The organization I belong to studies indigenous populations through primarily survey research. One study for example aims to identify the relationship between culture and the evaluation of odors. We are looking for a statistical procedure that can be used to compare a larger amount of individuals. Some records were measured directly on individuals, while others were measured by a group spokesman. In the case of groups, however, individuals should be "downscaled" in order to be able to compare these data records with the data sets of individuals measured. The group speakers of a group are not always the same people from a particular group, but different people can respond on behalf of the group. The group size can vary within the measurement. A mean number of group size, ratio between man and woman and age is estimated per questionnaire/measurement (data set). Due to the difficulties collecting data in indigenous contexts, this is the only way we found to be possible. We are looking for a statistical method that can compare individual survey responses, if some were measured individually, and others were measured as a group (from which we need to extract individual responses).
Sounds like you're looking for a hierarchical model. You might find some joy in BDA, http://www.stat.columbia.edu/~gelman/book/ (in particular, chapter 5)

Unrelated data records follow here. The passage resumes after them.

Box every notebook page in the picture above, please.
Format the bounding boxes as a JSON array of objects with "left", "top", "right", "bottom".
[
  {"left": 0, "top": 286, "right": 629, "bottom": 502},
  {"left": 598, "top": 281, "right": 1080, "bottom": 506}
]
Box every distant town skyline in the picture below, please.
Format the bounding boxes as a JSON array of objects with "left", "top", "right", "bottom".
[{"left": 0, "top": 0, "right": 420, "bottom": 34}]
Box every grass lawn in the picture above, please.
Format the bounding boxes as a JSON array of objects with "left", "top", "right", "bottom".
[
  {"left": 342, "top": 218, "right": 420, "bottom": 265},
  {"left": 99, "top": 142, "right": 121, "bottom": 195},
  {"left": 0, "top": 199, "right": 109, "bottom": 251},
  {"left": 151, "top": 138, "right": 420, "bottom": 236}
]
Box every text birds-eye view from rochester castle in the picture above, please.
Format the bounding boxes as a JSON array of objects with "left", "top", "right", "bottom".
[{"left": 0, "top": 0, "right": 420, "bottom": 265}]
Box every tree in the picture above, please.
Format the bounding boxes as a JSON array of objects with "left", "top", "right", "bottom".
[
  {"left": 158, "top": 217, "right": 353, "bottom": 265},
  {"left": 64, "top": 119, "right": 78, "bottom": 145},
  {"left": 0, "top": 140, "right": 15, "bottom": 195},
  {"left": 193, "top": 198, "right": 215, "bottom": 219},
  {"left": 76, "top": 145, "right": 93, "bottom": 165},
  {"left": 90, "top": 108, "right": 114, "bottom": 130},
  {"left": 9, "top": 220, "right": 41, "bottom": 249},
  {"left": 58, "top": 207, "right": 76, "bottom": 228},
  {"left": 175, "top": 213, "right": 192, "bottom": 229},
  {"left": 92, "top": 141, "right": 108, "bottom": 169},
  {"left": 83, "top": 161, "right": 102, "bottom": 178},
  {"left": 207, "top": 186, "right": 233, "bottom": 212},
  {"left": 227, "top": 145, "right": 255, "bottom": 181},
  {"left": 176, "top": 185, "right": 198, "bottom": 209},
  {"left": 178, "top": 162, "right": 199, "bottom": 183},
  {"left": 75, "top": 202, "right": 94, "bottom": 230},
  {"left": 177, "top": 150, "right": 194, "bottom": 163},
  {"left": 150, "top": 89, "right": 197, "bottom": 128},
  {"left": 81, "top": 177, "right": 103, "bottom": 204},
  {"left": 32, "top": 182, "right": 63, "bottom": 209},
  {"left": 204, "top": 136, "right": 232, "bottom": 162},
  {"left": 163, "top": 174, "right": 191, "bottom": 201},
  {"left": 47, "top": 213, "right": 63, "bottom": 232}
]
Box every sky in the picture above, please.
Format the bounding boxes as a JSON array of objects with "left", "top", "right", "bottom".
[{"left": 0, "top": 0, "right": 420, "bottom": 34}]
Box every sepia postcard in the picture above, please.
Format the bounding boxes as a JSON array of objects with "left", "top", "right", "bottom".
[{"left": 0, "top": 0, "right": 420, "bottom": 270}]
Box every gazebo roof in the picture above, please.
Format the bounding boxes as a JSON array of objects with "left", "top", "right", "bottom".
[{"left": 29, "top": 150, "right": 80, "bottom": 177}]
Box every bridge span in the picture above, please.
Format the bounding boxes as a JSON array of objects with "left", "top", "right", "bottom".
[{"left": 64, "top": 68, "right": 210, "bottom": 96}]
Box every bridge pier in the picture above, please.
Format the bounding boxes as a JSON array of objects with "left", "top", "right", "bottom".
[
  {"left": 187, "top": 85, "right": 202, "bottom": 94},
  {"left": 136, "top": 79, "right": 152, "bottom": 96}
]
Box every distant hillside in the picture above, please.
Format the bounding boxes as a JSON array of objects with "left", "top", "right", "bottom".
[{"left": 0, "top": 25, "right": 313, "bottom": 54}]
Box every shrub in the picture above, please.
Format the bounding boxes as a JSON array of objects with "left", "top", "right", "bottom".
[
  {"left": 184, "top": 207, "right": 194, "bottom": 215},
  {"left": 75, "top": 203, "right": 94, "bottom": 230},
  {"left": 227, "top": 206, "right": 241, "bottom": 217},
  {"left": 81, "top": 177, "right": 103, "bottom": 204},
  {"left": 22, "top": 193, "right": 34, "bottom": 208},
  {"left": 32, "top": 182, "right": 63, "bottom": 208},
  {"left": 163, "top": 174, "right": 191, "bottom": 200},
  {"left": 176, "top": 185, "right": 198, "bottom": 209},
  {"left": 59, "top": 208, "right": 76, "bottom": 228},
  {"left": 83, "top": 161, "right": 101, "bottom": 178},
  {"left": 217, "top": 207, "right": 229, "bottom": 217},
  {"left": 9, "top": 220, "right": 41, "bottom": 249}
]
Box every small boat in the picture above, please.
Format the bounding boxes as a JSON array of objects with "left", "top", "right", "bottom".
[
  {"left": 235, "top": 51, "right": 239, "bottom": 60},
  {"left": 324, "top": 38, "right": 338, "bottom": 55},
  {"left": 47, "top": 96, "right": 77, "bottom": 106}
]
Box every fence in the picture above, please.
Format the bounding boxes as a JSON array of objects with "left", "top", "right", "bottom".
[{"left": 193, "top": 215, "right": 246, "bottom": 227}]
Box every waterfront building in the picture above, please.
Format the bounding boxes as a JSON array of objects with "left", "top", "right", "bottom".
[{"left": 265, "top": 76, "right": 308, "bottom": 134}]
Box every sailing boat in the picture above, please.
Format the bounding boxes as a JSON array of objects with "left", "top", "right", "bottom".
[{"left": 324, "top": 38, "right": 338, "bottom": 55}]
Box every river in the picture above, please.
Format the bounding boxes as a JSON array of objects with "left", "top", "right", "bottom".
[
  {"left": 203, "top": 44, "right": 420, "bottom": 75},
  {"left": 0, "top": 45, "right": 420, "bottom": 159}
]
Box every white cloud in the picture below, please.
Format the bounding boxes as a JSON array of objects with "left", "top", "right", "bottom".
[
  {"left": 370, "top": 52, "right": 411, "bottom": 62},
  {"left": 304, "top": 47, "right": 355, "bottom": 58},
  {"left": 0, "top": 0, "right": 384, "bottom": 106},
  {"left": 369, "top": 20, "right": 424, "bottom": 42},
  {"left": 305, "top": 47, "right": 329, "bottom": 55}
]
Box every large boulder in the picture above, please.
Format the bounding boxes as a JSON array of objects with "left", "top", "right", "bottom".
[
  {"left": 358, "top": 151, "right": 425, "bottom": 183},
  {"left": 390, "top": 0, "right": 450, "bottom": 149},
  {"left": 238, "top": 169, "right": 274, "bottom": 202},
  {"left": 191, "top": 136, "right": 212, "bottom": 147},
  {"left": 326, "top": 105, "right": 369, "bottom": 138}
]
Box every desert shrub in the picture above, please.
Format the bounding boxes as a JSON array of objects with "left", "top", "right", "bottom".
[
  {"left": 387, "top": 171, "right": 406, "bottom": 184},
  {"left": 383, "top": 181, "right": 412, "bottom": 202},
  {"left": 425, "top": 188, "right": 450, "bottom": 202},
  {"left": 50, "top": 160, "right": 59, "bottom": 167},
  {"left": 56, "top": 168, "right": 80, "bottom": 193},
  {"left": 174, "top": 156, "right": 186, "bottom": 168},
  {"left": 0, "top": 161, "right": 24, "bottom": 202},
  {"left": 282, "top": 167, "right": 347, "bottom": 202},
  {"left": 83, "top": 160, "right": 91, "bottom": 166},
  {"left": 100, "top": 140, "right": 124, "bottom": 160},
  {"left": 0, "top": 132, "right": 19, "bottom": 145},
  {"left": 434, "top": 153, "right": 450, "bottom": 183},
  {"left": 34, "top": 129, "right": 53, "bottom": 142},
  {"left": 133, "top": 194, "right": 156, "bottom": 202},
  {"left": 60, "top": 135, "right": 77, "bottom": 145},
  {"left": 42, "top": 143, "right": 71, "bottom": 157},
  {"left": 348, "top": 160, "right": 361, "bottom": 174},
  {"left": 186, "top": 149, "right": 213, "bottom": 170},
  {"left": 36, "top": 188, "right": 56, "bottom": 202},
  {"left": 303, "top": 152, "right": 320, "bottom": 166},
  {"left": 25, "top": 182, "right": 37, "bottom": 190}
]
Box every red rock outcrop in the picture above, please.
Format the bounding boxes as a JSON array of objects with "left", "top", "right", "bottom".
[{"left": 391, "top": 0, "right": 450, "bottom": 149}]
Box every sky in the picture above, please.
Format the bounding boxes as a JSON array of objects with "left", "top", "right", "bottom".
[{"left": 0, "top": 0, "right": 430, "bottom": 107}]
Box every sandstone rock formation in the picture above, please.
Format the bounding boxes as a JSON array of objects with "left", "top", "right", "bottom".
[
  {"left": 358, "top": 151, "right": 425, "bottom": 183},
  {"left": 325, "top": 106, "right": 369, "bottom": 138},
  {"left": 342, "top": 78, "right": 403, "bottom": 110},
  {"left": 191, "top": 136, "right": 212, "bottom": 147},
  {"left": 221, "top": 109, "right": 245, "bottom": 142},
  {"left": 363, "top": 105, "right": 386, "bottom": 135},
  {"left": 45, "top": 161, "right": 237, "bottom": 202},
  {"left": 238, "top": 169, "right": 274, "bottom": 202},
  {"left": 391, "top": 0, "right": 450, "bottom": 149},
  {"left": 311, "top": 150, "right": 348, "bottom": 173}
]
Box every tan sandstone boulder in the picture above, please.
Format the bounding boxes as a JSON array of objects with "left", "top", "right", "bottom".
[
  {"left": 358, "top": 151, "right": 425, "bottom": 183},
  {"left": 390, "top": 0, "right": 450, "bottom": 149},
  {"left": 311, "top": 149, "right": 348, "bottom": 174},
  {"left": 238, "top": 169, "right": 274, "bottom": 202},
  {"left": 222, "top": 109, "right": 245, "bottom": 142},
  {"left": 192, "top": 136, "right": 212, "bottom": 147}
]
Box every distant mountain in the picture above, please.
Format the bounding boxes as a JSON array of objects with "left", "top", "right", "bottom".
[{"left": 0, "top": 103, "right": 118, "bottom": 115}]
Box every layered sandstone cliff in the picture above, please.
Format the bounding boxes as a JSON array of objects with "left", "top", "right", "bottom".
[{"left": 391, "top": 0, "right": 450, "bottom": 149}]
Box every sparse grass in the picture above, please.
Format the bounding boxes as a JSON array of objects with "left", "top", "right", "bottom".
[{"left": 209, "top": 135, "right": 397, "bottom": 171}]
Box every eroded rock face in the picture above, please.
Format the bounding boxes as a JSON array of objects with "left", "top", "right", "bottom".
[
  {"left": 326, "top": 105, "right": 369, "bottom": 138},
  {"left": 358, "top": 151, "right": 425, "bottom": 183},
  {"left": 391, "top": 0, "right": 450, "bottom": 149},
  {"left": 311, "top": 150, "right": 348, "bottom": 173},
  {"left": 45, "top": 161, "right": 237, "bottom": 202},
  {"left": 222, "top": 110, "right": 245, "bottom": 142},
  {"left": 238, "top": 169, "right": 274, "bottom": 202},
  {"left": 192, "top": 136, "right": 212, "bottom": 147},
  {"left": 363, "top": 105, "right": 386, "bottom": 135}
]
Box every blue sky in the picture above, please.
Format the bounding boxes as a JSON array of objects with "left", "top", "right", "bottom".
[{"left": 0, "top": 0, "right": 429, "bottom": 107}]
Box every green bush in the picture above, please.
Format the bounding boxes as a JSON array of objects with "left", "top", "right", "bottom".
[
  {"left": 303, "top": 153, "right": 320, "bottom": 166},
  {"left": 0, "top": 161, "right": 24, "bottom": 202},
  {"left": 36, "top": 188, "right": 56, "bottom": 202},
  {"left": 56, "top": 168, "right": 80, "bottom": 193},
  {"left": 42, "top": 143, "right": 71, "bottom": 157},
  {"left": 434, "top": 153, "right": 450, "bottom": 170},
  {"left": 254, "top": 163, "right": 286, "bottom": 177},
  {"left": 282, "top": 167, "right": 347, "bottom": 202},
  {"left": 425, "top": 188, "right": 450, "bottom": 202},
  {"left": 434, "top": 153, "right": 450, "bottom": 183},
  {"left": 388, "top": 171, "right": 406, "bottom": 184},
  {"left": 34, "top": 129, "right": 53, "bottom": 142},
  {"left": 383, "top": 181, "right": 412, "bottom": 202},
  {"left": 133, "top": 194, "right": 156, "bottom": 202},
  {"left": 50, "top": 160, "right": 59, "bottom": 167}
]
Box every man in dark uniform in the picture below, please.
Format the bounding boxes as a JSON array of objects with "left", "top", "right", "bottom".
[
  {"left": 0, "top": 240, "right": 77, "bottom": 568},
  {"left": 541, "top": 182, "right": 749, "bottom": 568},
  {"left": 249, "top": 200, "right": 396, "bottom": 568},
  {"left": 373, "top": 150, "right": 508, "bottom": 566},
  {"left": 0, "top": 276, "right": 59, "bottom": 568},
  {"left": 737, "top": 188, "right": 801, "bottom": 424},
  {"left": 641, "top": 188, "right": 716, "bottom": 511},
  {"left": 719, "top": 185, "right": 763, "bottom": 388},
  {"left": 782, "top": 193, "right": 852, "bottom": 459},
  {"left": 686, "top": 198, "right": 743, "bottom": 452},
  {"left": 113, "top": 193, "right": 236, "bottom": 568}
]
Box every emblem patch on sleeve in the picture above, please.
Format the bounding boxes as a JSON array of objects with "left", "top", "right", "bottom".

To quickly get some idea if this sort of thing is right for you, you could check out this blog-post on one particular example here http://andrewgelman.com/2014/01/21/everything-need-know-bayesian-statistics-learned-eight-schools/
Whether this will work for you also depends quite a bit on what you want to ask (what does 'identify the relationship' mean?) and the target audience. If you do head over to Cross Validated (strongly recommended!) make those things as clear as possible in your question.